Summary: In this sermon, we look at some of the difficulties that Paul faced and how he endured them by trusting in God. He understood that God would always be with him, and that although God would not remove the difficulties, God would enable him to overcome.
A. M. Scott Peck’s 1978 best-selling book, The Road Less Traveled, opens with these words: “Life is difficult. This is a great truth, one of the greatest truths. It is a great truth because once we truly see this truth, we transcend it. Once we truly know that life is difficult – once we truly understand and accept it – then life is no longer difficult. Because once it is accepted, the fact that life is difficult no longer matters.”
B. Not only is life difficult, the Christian life is, at points, even more difficult.
1. Sometimes following Jesus gets even tougher and tougher, even as it gets better and better.
2. There are some Christians who voluntarily, or involuntarily, have it even tougher.
3. The Apostle Paul was certainly one of these.
C. Last week in our sermon in our series from the life of Paul, we looked at Paul’s leadership.
1. Paul’s leadership principles are so helpful to us as we follow his example.
2. Last week, we left Paul with the Ephesian elders who had come down to Miletus to meet Paul as Paul was heading toward Jerusalem.
3. Paul made it clear to them that the Holy Spirit was compelling him to go to Jerusalem, but the Spirit also was warning him that prison and hardships awaited him there.
D. Today, I want us to journey with Paul as he headed right into those hardships that awaited him in Jerusalem.
1. From today’s lesson, I hope that we can come to understand something that Paul understood.
2. Paul understood that God was with him always.
3. Paul understood that God would not remove the hardships from his life, but would enable him to courageously face whatever obstacles and opposition that he might face.
4. Because Paul understood these things, he put his trust in God.
5. I hope and pray that we can do the same.
I. The Story
A. We pick up Paul’s story in Acts 21:1-16: 1 After we had torn ourselves away from them, we put out to sea and sailed straight to Cos. The next day we went to Rhodes and from there to Patara. 2 We found a ship crossing over to Phoenicia, went on board and set sail. 3 After sighting Cyprus and passing to the south of it, we sailed on to Syria. We landed at Tyre, where our ship was to unload its cargo. 4 Finding the disciples there, we stayed with them seven days. Through the Spirit they urged Paul not to go on to Jerusalem. 5 But when our time was up, we left and continued on our way.
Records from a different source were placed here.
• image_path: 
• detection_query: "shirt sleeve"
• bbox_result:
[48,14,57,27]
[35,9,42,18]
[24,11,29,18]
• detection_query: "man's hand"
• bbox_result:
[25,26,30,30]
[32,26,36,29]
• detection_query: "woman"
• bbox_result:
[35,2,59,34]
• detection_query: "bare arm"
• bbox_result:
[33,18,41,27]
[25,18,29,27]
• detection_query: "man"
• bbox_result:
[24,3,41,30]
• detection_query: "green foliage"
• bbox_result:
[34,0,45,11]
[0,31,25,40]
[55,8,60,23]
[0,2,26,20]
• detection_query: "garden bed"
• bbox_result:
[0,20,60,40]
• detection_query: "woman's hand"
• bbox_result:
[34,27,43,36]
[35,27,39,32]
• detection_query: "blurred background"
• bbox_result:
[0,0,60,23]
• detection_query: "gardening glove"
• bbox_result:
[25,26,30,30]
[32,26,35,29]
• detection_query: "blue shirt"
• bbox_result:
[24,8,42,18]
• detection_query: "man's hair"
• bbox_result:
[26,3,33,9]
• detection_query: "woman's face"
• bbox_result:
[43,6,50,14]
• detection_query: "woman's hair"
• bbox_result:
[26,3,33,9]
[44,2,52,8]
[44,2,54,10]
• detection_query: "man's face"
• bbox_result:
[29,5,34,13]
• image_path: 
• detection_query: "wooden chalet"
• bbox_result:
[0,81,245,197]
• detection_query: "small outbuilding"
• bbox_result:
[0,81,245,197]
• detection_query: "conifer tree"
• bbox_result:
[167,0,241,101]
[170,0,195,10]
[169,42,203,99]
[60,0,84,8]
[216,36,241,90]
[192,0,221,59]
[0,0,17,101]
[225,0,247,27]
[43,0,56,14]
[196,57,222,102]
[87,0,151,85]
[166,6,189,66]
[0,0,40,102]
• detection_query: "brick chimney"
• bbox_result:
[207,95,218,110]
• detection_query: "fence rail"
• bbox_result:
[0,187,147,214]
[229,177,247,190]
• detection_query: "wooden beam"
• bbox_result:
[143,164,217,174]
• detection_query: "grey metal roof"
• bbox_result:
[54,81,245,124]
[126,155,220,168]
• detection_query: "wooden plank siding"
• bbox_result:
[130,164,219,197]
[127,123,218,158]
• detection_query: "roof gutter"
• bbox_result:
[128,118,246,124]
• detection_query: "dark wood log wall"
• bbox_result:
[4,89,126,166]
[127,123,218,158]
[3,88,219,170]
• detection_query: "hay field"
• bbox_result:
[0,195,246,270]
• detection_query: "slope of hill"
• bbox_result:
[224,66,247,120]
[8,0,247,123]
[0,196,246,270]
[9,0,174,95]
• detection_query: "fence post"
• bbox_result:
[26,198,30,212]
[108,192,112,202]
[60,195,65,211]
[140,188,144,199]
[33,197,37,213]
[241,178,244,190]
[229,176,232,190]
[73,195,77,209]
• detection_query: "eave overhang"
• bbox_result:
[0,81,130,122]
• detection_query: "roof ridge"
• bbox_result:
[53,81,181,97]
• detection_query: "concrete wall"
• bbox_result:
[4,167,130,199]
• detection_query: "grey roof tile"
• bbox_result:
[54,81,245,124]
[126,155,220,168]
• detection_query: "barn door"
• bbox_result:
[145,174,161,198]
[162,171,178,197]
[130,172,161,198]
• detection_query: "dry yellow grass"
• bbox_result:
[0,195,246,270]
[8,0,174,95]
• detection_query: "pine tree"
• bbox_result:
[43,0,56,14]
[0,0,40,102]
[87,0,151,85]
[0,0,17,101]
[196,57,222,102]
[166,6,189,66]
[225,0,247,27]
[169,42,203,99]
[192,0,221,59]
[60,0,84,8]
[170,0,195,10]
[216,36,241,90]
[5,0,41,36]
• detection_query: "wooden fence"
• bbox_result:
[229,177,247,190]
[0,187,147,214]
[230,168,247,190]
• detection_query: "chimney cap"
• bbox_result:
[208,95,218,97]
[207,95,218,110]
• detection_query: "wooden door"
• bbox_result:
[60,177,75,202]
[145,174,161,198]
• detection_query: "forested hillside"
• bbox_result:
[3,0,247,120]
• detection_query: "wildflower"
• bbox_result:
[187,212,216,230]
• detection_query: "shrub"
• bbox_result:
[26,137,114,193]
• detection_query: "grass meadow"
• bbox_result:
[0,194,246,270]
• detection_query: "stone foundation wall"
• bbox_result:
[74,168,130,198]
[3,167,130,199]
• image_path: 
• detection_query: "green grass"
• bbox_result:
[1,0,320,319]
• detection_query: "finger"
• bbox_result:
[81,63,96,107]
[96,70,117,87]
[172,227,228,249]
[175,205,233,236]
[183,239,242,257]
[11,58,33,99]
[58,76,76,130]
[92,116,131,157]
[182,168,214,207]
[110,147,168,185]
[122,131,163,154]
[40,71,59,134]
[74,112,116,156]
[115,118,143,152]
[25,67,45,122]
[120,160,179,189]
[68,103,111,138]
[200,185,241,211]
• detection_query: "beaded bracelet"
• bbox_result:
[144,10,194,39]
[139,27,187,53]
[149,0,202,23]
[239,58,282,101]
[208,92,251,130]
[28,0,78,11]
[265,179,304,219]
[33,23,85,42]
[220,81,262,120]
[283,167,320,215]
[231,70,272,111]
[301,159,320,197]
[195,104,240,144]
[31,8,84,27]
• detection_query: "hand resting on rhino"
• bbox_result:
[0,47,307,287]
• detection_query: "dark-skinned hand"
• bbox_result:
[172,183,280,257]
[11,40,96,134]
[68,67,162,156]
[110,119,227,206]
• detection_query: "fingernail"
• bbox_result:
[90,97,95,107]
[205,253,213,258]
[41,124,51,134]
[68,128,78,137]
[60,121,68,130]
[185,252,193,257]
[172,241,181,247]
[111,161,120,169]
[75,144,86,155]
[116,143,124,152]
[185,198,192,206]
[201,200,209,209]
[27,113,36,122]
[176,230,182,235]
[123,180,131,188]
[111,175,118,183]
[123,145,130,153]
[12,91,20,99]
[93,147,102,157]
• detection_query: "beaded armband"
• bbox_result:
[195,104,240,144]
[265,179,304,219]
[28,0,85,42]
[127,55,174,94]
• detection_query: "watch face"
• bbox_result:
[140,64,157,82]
All the disciples and their wives and children accompanied us out of the city, and there on the beach we knelt to pray. 6 After saying good-by to each other, we went aboard the ship, and they returned home.
7 We continued our voyage from Tyre and landed at Ptolemais, where we greeted the brothers and stayed with them for a day. 8 Leaving the next day, we reached Caesarea and stayed at the house of Philip the evangelist, one of the Seven (How awesome, Philip, one of the seven of Acts 6, the one who taught the Ethiopian Eunuch, he is still serving God faithfully). 9 He had four unmarried daughters who prophesied.
10 After we had been there a number of days, a prophet named Agabus came down from Judea. 11 Coming over to us, he took Paul's belt, tied his own hands and feet with it and said, “The Holy Spirit says, ‘In this way the Jews of Jerusalem will bind the owner of this belt and will hand him over to the Gentiles.’ ”
12 When we heard this, we and the people there pleaded with Paul not to go up to Jerusalem. 13 Then Paul answered, “Why are you weeping and breaking my heart? I am ready not only to be bound, but also to die in Jerusalem for the name of the Lord Jesus.” 14 When he would not be dissuaded, we gave up and said, “The Lord's will be done.”
15 After this, we got ready and went up to Jerusalem. 16 Some of the disciples from Caesarea accompanied us and brought us to the home of Mnason, where we were to stay. He was a man from Cyprus and one of the early disciples. (Acts 21:1-16)
1. We notice in this reading that in spite of the continued warnings about the hardships ahead, Paul would not be dissuaded from going to Jerusalem.
2. Notice that Luke, the author, says “we and the people there pleaded with Paul not to go up to Jerusalem (vs. 12).”
3. Luke, Paul’s friend and traveling companion was part of the chorus that tried to get Paul to change his mind.